I know how to find extrema of a function, however, I'm wondering how calculus would approach finding the maximum x-intercept achieved given a parametric function representing a parabola (or at least the first derivative so that the max distance achieved has a derivative of zero).
I was using a parametric equation for representing the path of a projectile.
$$x=v_0\cos(\theta)t$$ $$y=v_0\sin(\theta)t+\frac{1}{2}(-9.8)\cos(t)$$
I thought initially to do parametric differentiation, but that wouldn't help find max x-intercepts. The goal would be to show that the max range is when $\theta$ is $45\unicode{xb0}$ through showing that the max x-intercept of the parabola is when $\theta$ equals $45\unicode{xb0}$. Is this achievable through calculus?

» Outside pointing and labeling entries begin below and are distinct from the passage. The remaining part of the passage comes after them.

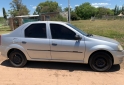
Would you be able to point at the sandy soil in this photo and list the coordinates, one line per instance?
(47, 73)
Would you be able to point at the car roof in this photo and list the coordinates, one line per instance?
(46, 22)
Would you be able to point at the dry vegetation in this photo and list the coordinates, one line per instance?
(108, 28)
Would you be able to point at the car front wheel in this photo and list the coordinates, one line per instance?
(100, 62)
(17, 59)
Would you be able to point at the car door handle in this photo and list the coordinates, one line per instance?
(54, 44)
(23, 42)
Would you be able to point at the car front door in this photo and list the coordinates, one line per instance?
(63, 44)
(36, 41)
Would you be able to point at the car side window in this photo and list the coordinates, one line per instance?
(61, 32)
(36, 31)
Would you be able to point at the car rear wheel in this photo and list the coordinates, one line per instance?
(100, 62)
(17, 59)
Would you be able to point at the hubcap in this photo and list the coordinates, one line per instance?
(100, 63)
(17, 59)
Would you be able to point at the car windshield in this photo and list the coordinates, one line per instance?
(77, 29)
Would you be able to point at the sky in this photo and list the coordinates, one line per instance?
(31, 4)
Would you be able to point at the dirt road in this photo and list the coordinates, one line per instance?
(46, 73)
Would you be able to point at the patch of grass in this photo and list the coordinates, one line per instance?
(108, 28)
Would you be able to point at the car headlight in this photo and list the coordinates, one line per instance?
(120, 47)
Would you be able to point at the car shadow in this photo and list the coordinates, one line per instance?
(59, 66)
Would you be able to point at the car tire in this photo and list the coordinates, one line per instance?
(100, 62)
(17, 59)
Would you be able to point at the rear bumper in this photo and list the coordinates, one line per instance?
(118, 56)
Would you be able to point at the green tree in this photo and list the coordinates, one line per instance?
(34, 13)
(85, 11)
(4, 14)
(18, 9)
(48, 6)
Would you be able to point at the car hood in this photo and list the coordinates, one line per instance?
(105, 39)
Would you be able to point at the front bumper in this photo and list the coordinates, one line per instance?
(118, 57)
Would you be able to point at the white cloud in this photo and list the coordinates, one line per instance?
(76, 5)
(108, 0)
(34, 7)
(100, 4)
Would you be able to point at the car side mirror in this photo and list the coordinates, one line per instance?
(78, 37)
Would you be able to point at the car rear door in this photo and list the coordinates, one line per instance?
(36, 41)
(63, 44)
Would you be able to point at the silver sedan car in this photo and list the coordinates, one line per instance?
(59, 42)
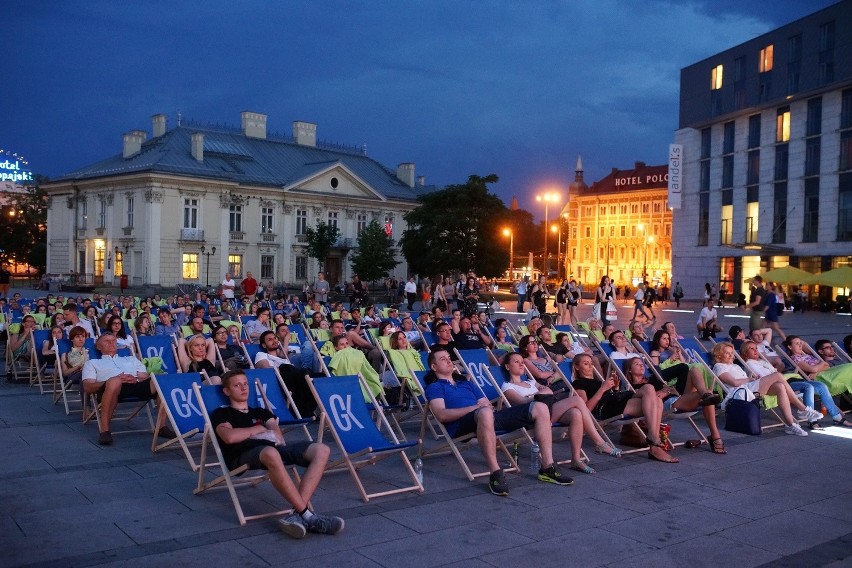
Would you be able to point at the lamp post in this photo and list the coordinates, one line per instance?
(557, 228)
(648, 239)
(547, 198)
(207, 262)
(511, 234)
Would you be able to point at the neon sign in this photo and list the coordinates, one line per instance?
(14, 168)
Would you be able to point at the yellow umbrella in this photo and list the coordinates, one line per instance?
(788, 275)
(838, 278)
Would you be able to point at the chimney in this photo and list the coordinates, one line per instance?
(254, 125)
(158, 125)
(405, 173)
(198, 146)
(133, 142)
(305, 133)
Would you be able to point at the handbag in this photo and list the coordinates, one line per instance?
(611, 312)
(742, 416)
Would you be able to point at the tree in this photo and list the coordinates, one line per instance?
(458, 229)
(23, 224)
(320, 241)
(376, 255)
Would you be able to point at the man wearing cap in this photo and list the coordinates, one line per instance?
(755, 306)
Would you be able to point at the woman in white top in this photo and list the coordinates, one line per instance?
(735, 376)
(571, 411)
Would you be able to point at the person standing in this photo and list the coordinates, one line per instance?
(249, 286)
(321, 288)
(228, 286)
(410, 292)
(756, 306)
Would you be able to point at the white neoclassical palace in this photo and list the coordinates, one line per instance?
(156, 211)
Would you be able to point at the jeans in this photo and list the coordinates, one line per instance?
(809, 388)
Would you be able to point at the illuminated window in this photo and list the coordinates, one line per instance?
(301, 221)
(100, 254)
(190, 266)
(266, 220)
(235, 265)
(765, 63)
(716, 78)
(235, 218)
(190, 213)
(727, 224)
(782, 125)
(129, 212)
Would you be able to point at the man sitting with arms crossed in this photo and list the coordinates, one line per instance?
(462, 409)
(114, 377)
(251, 436)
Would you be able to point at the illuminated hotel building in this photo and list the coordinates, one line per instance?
(766, 130)
(620, 226)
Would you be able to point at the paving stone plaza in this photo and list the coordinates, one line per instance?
(773, 500)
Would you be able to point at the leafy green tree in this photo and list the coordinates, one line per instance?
(23, 224)
(458, 229)
(320, 241)
(376, 255)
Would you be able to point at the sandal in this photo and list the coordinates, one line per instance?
(710, 399)
(608, 450)
(717, 446)
(842, 422)
(651, 455)
(581, 467)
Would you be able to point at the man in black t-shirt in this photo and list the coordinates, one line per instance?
(251, 436)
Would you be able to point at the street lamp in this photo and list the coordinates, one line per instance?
(547, 198)
(207, 262)
(509, 233)
(648, 239)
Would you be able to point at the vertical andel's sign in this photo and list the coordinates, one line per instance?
(675, 175)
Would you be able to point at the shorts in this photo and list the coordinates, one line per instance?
(291, 454)
(506, 420)
(140, 390)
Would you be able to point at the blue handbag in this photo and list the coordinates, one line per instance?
(742, 416)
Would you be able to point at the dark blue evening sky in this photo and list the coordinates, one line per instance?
(513, 88)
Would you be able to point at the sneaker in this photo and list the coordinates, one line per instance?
(325, 524)
(553, 475)
(794, 430)
(497, 483)
(293, 526)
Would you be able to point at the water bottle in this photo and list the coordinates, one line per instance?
(535, 458)
(418, 469)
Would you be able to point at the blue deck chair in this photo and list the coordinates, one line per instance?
(180, 408)
(271, 392)
(138, 404)
(159, 346)
(361, 440)
(460, 443)
(209, 398)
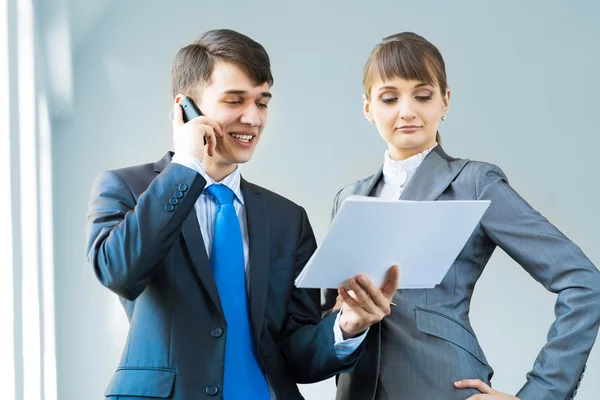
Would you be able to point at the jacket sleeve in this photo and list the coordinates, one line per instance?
(562, 268)
(126, 237)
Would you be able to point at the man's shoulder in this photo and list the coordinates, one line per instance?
(136, 178)
(275, 200)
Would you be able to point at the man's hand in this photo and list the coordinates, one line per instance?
(367, 305)
(189, 137)
(487, 392)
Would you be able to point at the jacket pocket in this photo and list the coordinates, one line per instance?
(143, 382)
(447, 328)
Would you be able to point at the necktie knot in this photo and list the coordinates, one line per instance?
(221, 193)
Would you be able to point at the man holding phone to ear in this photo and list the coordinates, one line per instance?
(204, 262)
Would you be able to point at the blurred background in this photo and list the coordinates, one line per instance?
(85, 86)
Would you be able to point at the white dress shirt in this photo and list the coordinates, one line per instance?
(397, 174)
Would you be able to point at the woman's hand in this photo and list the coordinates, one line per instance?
(487, 393)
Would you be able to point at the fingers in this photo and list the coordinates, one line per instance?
(364, 298)
(371, 297)
(202, 120)
(349, 300)
(338, 304)
(177, 112)
(478, 397)
(391, 283)
(475, 384)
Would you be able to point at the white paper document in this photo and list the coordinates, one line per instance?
(369, 235)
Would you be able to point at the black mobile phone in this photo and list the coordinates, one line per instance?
(190, 110)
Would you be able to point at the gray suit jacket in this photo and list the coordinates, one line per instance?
(427, 342)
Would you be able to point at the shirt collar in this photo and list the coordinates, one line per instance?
(232, 181)
(398, 172)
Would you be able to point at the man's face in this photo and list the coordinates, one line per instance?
(239, 107)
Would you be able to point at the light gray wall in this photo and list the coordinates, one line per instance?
(525, 96)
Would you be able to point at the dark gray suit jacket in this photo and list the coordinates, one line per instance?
(427, 342)
(150, 252)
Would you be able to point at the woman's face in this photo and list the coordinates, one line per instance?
(407, 114)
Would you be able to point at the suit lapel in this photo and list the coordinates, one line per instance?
(195, 245)
(365, 187)
(433, 176)
(258, 236)
(197, 249)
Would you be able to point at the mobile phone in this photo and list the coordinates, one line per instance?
(190, 110)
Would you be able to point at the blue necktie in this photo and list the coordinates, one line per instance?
(243, 378)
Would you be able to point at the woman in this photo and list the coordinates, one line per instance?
(426, 348)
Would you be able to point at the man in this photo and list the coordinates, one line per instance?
(204, 262)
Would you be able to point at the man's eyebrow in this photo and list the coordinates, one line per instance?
(244, 92)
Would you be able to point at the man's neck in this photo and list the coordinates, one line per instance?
(216, 171)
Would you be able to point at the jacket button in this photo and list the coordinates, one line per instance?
(216, 332)
(211, 390)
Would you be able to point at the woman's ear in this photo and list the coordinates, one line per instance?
(366, 109)
(446, 100)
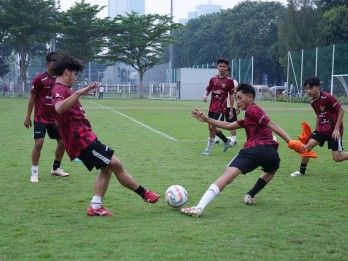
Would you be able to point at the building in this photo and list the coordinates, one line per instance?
(201, 10)
(120, 72)
(120, 7)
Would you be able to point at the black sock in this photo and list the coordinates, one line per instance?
(140, 191)
(56, 164)
(260, 184)
(303, 168)
(222, 136)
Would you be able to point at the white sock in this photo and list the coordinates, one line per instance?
(210, 143)
(96, 202)
(34, 170)
(212, 192)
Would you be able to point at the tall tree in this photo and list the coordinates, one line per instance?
(27, 30)
(82, 33)
(140, 40)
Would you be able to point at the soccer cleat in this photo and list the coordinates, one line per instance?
(99, 212)
(206, 152)
(227, 144)
(59, 172)
(249, 200)
(296, 174)
(34, 177)
(192, 211)
(151, 197)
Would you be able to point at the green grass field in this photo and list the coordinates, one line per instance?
(303, 218)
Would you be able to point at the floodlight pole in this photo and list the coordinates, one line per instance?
(170, 64)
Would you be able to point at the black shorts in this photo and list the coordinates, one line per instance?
(96, 155)
(40, 130)
(216, 116)
(264, 156)
(332, 144)
(227, 115)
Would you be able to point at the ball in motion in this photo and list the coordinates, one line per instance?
(176, 196)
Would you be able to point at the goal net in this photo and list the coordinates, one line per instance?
(339, 85)
(162, 91)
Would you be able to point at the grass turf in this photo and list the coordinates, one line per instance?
(159, 143)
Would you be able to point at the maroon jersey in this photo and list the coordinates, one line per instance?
(326, 108)
(42, 88)
(74, 127)
(255, 122)
(220, 88)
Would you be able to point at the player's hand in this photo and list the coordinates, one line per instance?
(86, 90)
(336, 134)
(27, 123)
(199, 115)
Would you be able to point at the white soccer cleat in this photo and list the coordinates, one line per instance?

Maybe does it have to do with the max x-coordinate of the vertex?
That should be
$$x=v_0\cos(\theta)t$$
$$y=v_0\sin(\theta)t+\frac{1}{2}(-9.8) t^2$$
$\dot x=v_0\cos(\theta)$ velocity makes projectile to travel to x $\rightarrow \infty $
To find $ x_{max}$ at starting height just let $y=0$ in the equation of parabolic trajectory.
To find maximum height reached set $\dot y = 0 $ treating $\theta$ temporarily constant and then next treat it as a variable for differentiation, getting $45^0.$